If a new order appears in the district close to the team which is going to be free soon, dispatcher can reach an agreement with the client that the team will come as soon as possible. Hence, there is no need to come back to the head office and go to that district again. This allows for saving time and efforts and reduce idle mileage.

Similarly, re-routing is possible in case of traffic jams or road repair works as well as any other unforeseen events.

Virtual world of mobile teams consists of typical agents of demand and resource network for building self-organizing schedules:

  • Order Agent. Its aim is searching for the most suitable team capable of starting and finishing work as soon as possible and with the highest quality.
  • District Agent helps balancing allocation of cars between districts with due account of the forecast of order arriving.
  • Route Agent. Its aim is to significantly reduce driving time between orders and complete as many orders during the shift as possible.
  • Team Agent. Its aim is searching for orders and routes in order to increase productivity level of the team.
  • Enterprise Agent tries to improve the most problematic parts of the schedule of the company’s mobile teams.

All decisions on allocation and scheduling of teams’ works are the result of self-organization and negotiations between corresponding agents. They are proposed to dispatcher who can change schedule of any team interactively.

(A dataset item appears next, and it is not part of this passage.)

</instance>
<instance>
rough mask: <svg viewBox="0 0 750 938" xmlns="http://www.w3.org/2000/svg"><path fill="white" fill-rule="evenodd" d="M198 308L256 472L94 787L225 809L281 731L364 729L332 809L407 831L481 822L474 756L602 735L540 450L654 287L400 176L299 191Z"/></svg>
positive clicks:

Using the adaptive scheduler for processing incoming orders in real time allowed for increasing productivity level of service teams by 40%. Now each gas distribution team executes on average 12 tasks a day instead of 7 as it was before.

Besides, the developed scheduler enables operators, technical specialists, dispatchers and managers of the company to get a clear vision of works of all teams at any time. It includes not only displaying location of the team on the map, but also showing their work plan for a certain period of time. That is where and which task a team is executing at the moment, current progress of task execution for each team; current productivity level of each separate specialist and each team as well as of the company on the whole and of costs for each operation.

Important results that have been recognized by the customer include:

  • Reducing reaction time to unforeseen events;
  • Increasing interest and productivity levels of the teams’ work;
  • Support of flexible planning in real time;
  • Reducing labor intensity and the number of dispatchers’ mistakes;
  • Reducing time for training new dispatchers.

Multi-agent system «Smart Field Service» won a prize “Product of the year” at the international exhibition «Soft-Tools — 2011» in the nomination “The most technological Startup of the year”.